An international advocacy group has harsh words for Toronto Metropolitan University after the university hosted a panel on media coverage of the Hamas-Israel war that devolved into 90-minutes of unchecked anti-Israel smears.
Earlier this month, the Toronto school’s Centre for Free Expression held a webinar about the media’s coverage of the Hamas-Israel war dubbed “Can editorial standards be applied fairly in highly polarized situations? The case of Israel and Gaza.”
The panelists included Toronto Star race and gender columnist Shree Paradkar, YouTuber Samira Mohyeddin, TMU journalism professor emeritus Ivor Shapiro, and freelance journalist Sakeina Syed.
For Gerald Steinberg, president of NGO Monitor, the webinar exemplified the “violation of basic journalistic standards,” that included the “numerous false accusations aimed at Israel, and twisted to exonerate the perpetrators of violence against Jews and Israelis.”
He said the panelists displayed “blatant anti-Israel biases” and “very little knowledge” ostensibly to sell a single viewpoint: “Palestinians are victims; Israelis, Jews and Zionists are evil.” In one example he cited Mohyeddin in her “snarling reference” to “the Zionist narrative,” and peddling the idea that “media platforms that divert from this line are traitors to the cause.”
NGO Monitor, founded in 2002, is a research institute that examines and reports on the activities of NGOs involved in delegitimization campaigns against Israel.
During the discussion, Syed expressed moral equivalence between Israel and terrorist groups and compared Israel’s operations to the blitz of London and dropping the atomic bomb on Japan in World War II, without pushback from the moderator or any other speakers.
Syed also claimed without evidence that editors tell newsrooms to not report on Palestinians as human beings.
Meanwhile, Paradkar blamed the Western media for apparently convincing the world that Hamas were the terrorists, and Israelis were the ones defending themselves.
Mohyeddin said that Israel wants the world to believe hospitals are not hospitals, and schools aren’t schools, because Israel wants to bomb them all. Shapiro, moreover, denied the extensive evidence that Hamas systematically exploited hospitals for terror, including holding Israeli hostages. In fact, mosques, schools, UNRWA buildings, schools and hospitals are used cruelly and callously by Hamas and other terror organizations for civilian cover, Steinberg pointed out.
Responding to True North about the question of balance or imbalance of the panel, James Turk, director for the Centre for Free Expression at Toronto Metropolitan University explained that the participants’ views were not relevant to deciding who to speak on the panel.
“So this was a panel not about Gaza and Israel. It was a panel about the application of editorial standards by media in a highly polarized situation,” he said.
“So in our view, in choosing people, it wasn’t what position they had on Israel or Gaza, but rather it was their experience and knowledge about editorial standards and how they’re applied. Ivor Shapiro, who was one of the panelists, is arguably the leading academic expert on the application of editorial standards in the country.”
Shapiro talked about how he can’t understand the difference between Hamas attacking Israel, and Israel bombing terrorist spots in Gaza.
Shapiro, the only academic on the panel, offered what Steinberg referred to as an “unsubstantiated, unacademic and immoral comparison” of the war waged by Russia in Ukraine, the conflict in Sudan, to Israel in Gaza. At the same time he whitewashed “the Hamas mass atrocity, slaughter, and kidnapping of 250 Israeli hostages, and no one raised a red flag.”

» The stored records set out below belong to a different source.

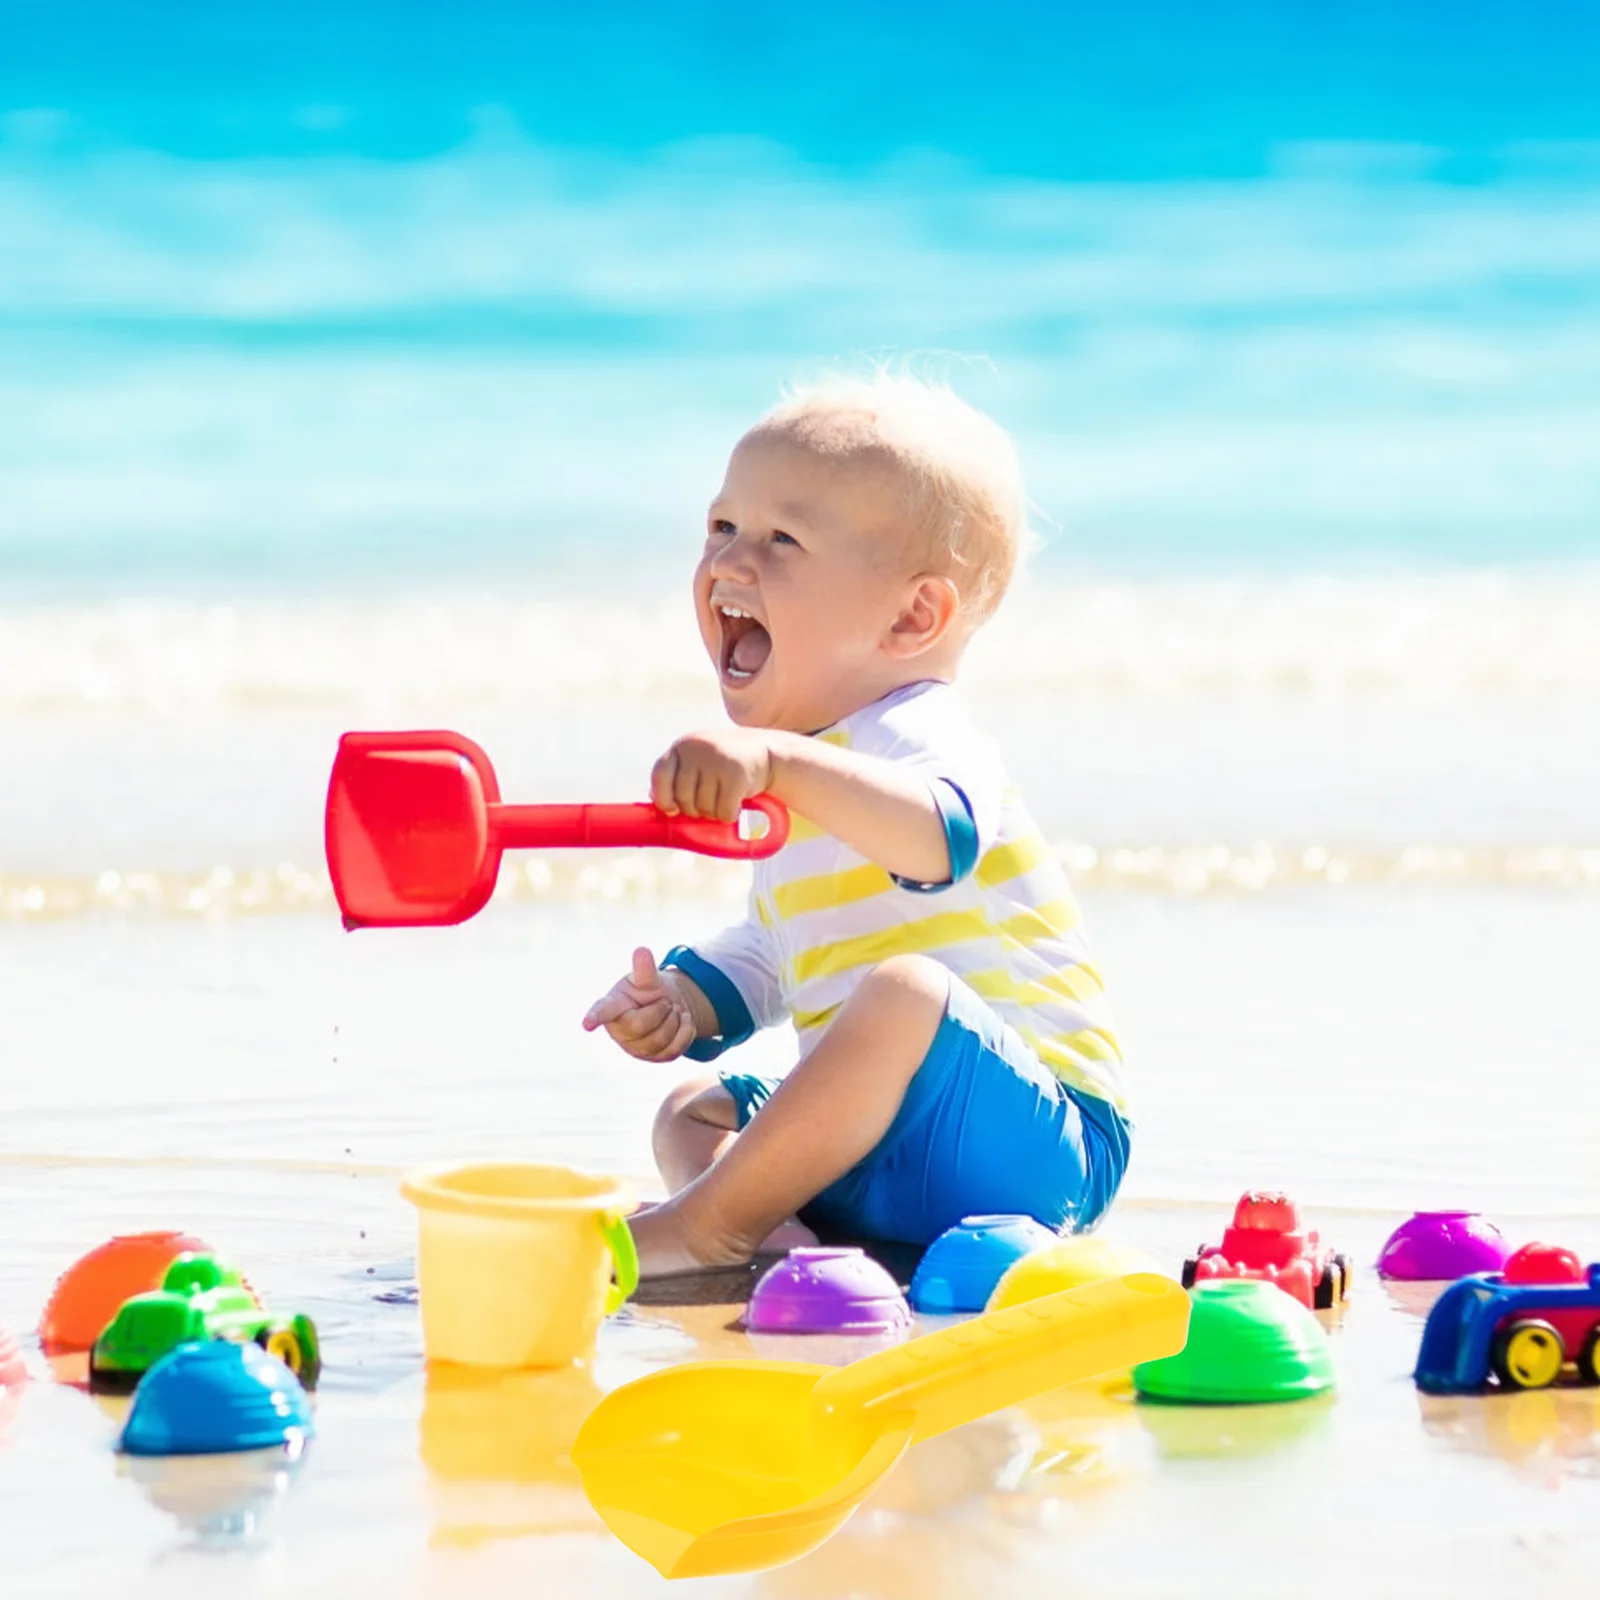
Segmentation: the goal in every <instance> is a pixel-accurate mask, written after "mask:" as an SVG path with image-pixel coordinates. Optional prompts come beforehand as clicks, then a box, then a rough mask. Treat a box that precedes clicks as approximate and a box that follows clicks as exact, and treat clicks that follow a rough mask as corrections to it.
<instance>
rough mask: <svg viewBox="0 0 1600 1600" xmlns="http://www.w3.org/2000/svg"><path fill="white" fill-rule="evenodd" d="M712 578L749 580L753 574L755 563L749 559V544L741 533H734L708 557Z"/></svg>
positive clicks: (738, 579) (740, 581) (754, 569)
mask: <svg viewBox="0 0 1600 1600" xmlns="http://www.w3.org/2000/svg"><path fill="white" fill-rule="evenodd" d="M710 574H712V578H726V579H728V581H730V582H750V581H752V578H754V576H755V565H754V562H752V560H750V546H749V544H747V542H746V538H744V534H742V533H736V534H734V536H733V538H731V539H730V541H728V542H726V544H723V546H722V547H720V549H718V550H717V552H715V554H714V555H712V558H710Z"/></svg>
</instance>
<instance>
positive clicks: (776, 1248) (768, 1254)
mask: <svg viewBox="0 0 1600 1600" xmlns="http://www.w3.org/2000/svg"><path fill="white" fill-rule="evenodd" d="M816 1243H819V1240H818V1237H816V1234H813V1232H811V1229H808V1227H806V1226H805V1222H802V1221H800V1219H798V1218H794V1216H792V1218H789V1221H787V1222H779V1224H778V1227H774V1229H773V1230H771V1232H770V1234H768V1235H766V1238H763V1240H762V1248H760V1254H763V1256H778V1254H782V1253H784V1251H786V1250H800V1248H803V1246H806V1245H816Z"/></svg>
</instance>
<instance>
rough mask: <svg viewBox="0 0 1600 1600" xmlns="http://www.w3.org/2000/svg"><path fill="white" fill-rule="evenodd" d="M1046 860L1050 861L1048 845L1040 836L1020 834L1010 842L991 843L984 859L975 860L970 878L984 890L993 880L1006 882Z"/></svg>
mask: <svg viewBox="0 0 1600 1600" xmlns="http://www.w3.org/2000/svg"><path fill="white" fill-rule="evenodd" d="M1046 861H1050V845H1046V843H1045V840H1043V837H1042V835H1038V834H1024V835H1022V837H1021V838H1018V840H1013V842H1011V843H1010V845H994V846H992V848H990V850H987V851H984V859H982V861H979V862H978V870H976V872H974V874H973V877H974V878H978V882H979V883H981V885H982V886H984V888H986V890H992V888H994V886H995V885H997V883H1010V882H1011V878H1019V877H1021V875H1022V874H1024V872H1032V870H1034V867H1040V866H1043V864H1045V862H1046Z"/></svg>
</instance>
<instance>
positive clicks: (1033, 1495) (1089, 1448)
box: [757, 1378, 1150, 1600]
mask: <svg viewBox="0 0 1600 1600" xmlns="http://www.w3.org/2000/svg"><path fill="white" fill-rule="evenodd" d="M1136 1410H1138V1408H1136V1405H1134V1400H1133V1390H1131V1387H1130V1386H1128V1382H1126V1379H1125V1378H1123V1379H1110V1381H1106V1379H1101V1381H1096V1382H1090V1384H1075V1386H1072V1387H1069V1389H1058V1390H1054V1392H1053V1394H1048V1395H1040V1397H1037V1398H1035V1400H1030V1402H1027V1403H1026V1405H1022V1406H1018V1408H1016V1410H1013V1411H1005V1413H1000V1414H997V1416H990V1418H986V1419H984V1421H981V1422H973V1424H970V1426H966V1427H962V1429H957V1430H954V1432H950V1434H946V1435H942V1437H939V1438H933V1440H928V1442H926V1443H923V1445H917V1446H915V1448H914V1450H912V1451H910V1453H909V1454H907V1456H906V1459H904V1461H902V1462H901V1464H899V1467H896V1470H894V1472H893V1474H890V1477H888V1478H885V1482H883V1483H882V1485H880V1486H878V1488H877V1490H875V1491H874V1494H872V1496H870V1498H869V1499H867V1502H866V1504H864V1506H862V1509H861V1510H859V1512H856V1515H854V1517H853V1518H851V1520H850V1522H848V1523H846V1525H845V1526H843V1528H842V1530H840V1531H838V1534H835V1536H834V1539H830V1541H829V1542H827V1544H826V1546H822V1547H821V1549H819V1550H814V1552H813V1554H811V1555H808V1557H805V1560H800V1562H795V1563H794V1565H792V1566H782V1568H776V1570H774V1571H771V1573H765V1574H762V1578H760V1579H758V1586H757V1587H758V1592H760V1594H766V1595H778V1597H786V1600H787V1597H792V1600H800V1597H806V1600H810V1597H814V1600H822V1597H835V1595H845V1594H848V1595H853V1597H856V1595H859V1597H862V1600H957V1597H968V1595H978V1594H984V1595H987V1594H1003V1595H1006V1597H1008V1600H1010V1597H1019V1595H1024V1594H1027V1595H1032V1594H1040V1595H1051V1597H1054V1600H1059V1595H1061V1592H1062V1589H1061V1571H1059V1560H1054V1558H1046V1555H1048V1549H1050V1544H1051V1541H1056V1539H1059V1520H1061V1512H1062V1510H1064V1509H1066V1506H1067V1502H1070V1501H1074V1499H1080V1498H1082V1496H1085V1494H1091V1496H1099V1494H1104V1493H1107V1491H1112V1490H1115V1488H1117V1486H1122V1485H1126V1483H1131V1482H1136V1480H1138V1478H1139V1477H1141V1475H1142V1472H1144V1470H1146V1469H1147V1467H1149V1462H1150V1450H1149V1442H1147V1440H1146V1435H1144V1434H1142V1432H1141V1430H1139V1427H1138V1422H1136Z"/></svg>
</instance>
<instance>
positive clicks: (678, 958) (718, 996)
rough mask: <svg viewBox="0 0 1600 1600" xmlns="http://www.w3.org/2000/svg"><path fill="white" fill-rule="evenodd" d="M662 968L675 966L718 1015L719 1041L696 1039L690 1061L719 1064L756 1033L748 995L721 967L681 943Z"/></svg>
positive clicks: (669, 950) (714, 1038) (689, 1053)
mask: <svg viewBox="0 0 1600 1600" xmlns="http://www.w3.org/2000/svg"><path fill="white" fill-rule="evenodd" d="M661 965H662V966H675V968H677V970H678V971H680V973H683V976H685V978H691V979H693V981H694V982H696V986H698V987H699V990H701V994H702V995H706V998H707V1000H709V1002H710V1005H712V1010H714V1011H715V1013H717V1035H718V1037H717V1038H696V1040H694V1043H693V1045H690V1048H688V1050H685V1051H683V1054H685V1056H688V1058H690V1061H715V1059H717V1058H718V1056H720V1054H722V1053H723V1051H725V1050H733V1046H734V1045H742V1043H744V1042H746V1040H747V1038H749V1037H750V1035H752V1034H754V1032H755V1018H752V1016H750V1008H749V1006H747V1005H746V1003H744V995H741V994H739V990H738V989H736V987H734V984H733V979H731V978H730V976H728V974H726V973H725V971H723V970H722V968H720V966H712V965H710V962H707V960H706V958H704V957H702V955H696V954H694V952H693V950H691V949H690V947H688V946H686V944H680V946H677V947H675V949H672V950H667V954H666V955H664V957H662V958H661Z"/></svg>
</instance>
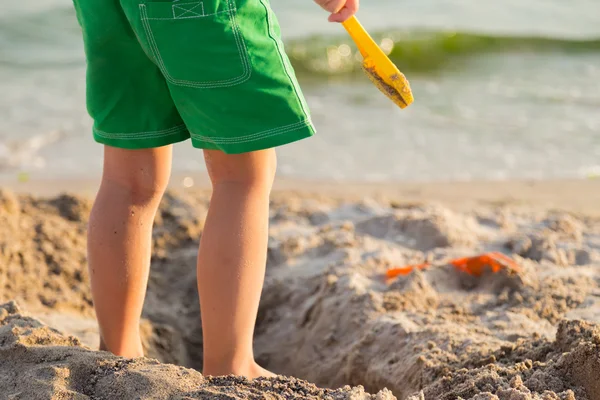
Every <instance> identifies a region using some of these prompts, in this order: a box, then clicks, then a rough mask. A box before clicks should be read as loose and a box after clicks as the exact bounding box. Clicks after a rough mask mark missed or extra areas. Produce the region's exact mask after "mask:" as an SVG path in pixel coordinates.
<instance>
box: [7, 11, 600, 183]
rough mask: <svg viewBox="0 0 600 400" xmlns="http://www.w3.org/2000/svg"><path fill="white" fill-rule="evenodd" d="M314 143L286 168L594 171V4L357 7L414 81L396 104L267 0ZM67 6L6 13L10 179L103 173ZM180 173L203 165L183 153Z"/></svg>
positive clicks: (595, 172) (478, 172) (282, 169)
mask: <svg viewBox="0 0 600 400" xmlns="http://www.w3.org/2000/svg"><path fill="white" fill-rule="evenodd" d="M271 4H272V6H273V8H274V9H275V11H276V13H277V14H278V17H279V20H280V23H281V26H282V31H283V35H284V41H285V43H286V50H287V52H288V54H289V55H290V57H291V59H292V63H293V65H294V67H295V68H296V71H297V74H298V78H299V80H300V84H301V86H302V88H303V91H304V93H305V95H306V97H307V101H308V104H309V106H310V107H311V110H312V114H313V120H314V122H315V124H316V126H317V129H318V134H317V135H316V136H315V137H313V138H310V139H307V140H304V141H301V142H298V143H295V144H292V145H289V146H284V147H282V148H280V149H279V150H278V151H279V159H280V162H279V165H280V174H281V175H283V176H288V177H298V178H307V179H339V180H352V181H428V180H470V179H514V178H534V179H552V178H577V177H587V176H590V175H594V174H598V173H600V112H599V111H600V2H599V1H598V0H572V1H570V2H564V1H558V0H528V1H526V2H525V1H522V0H495V1H490V0H482V1H478V2H474V1H472V0H363V1H362V7H361V11H360V13H359V14H358V16H359V18H360V20H361V22H362V23H363V25H365V27H366V28H367V29H368V30H369V31H370V32H371V33H372V35H373V36H374V37H375V38H376V39H377V40H378V41H379V42H380V43H381V45H382V47H383V48H384V49H385V50H386V51H388V52H389V53H390V57H391V58H392V59H393V60H394V61H395V62H396V64H397V65H398V66H399V68H400V69H401V70H402V71H403V72H404V73H405V74H406V75H407V77H408V79H409V80H410V82H411V86H412V89H413V92H414V95H415V103H414V104H413V105H412V106H411V107H409V108H407V109H405V110H400V109H398V108H397V107H395V106H394V105H393V104H392V103H391V102H390V101H389V100H387V98H386V97H384V96H383V95H382V94H380V93H379V92H378V91H377V90H376V89H375V88H374V87H373V86H372V85H371V83H370V81H369V80H368V79H367V78H366V77H365V76H364V75H363V74H362V73H361V71H360V63H359V61H358V59H357V57H356V49H355V48H354V47H353V46H352V43H351V41H350V40H349V38H348V36H347V35H346V33H345V31H344V30H343V28H342V27H341V26H340V25H337V24H331V23H328V22H327V20H326V18H327V15H326V13H324V12H323V11H321V10H320V9H319V8H318V7H317V6H316V5H315V4H314V3H313V2H312V1H311V0H295V1H289V0H271ZM84 74H85V61H84V58H83V50H82V43H81V38H80V30H79V27H78V25H77V23H76V20H75V17H74V12H73V10H72V4H71V2H70V1H69V0H20V1H19V2H7V3H6V4H3V7H2V11H0V177H3V178H8V179H11V178H12V177H15V179H16V176H17V175H18V174H19V173H22V172H27V173H28V174H29V175H30V176H32V177H52V178H60V177H87V176H97V175H98V174H99V173H100V171H101V158H102V148H101V146H99V145H97V144H96V143H94V142H93V140H92V138H91V133H90V127H91V121H90V120H89V117H88V116H87V114H86V112H85V103H84V97H85V82H84ZM174 170H175V171H176V172H191V173H193V172H194V171H199V170H204V166H203V159H202V154H201V152H199V151H198V150H195V149H192V148H191V145H190V144H189V143H186V142H184V143H182V144H179V145H177V146H176V149H175V160H174Z"/></svg>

Steinberg characterized it as agitprop cloaked as discussion, legitimized by the cover of a university-led event – a university which happens to be funded in part by taxpayers.
Mohyeddin maintained that the Hezbollah pager explosion was a “terrorist attack” by the Israel Defense Forces, even though the Israelis were targeting known Hezbollah operatives in a precise military strike.
“The pseudo-academic event advertised as a panel discussion on editorial standards and fairness highlights the ease with which both frameworks are diverted for divisive propaganda,” Steinberg said.
In his statement to True North, Turk implied that the focal point of the discussion was not on Middle Eastern issues – simply the reporting of them.
“It wasn’t a debate about Gaza or Israel. It was rather what media are doing and how they apply the standards. So, I mean, that’s basically what I have to say,” he said.
The webinar, Steinberg concluded, was “the antithesis of basic standards of fairness and accuracy in journalism.”
Steinberg referred to it as a “blatant exercise in partisanship and unfairness, and highlights the deep bias and lack of professional standards among many journalists and their media platforms, particularly in Canada.”
The absence of any panelist to expose the “many false accusations” he said “add to the atmosphere of violence and intimidation against Jews” and should require an independent investigation by university trustees.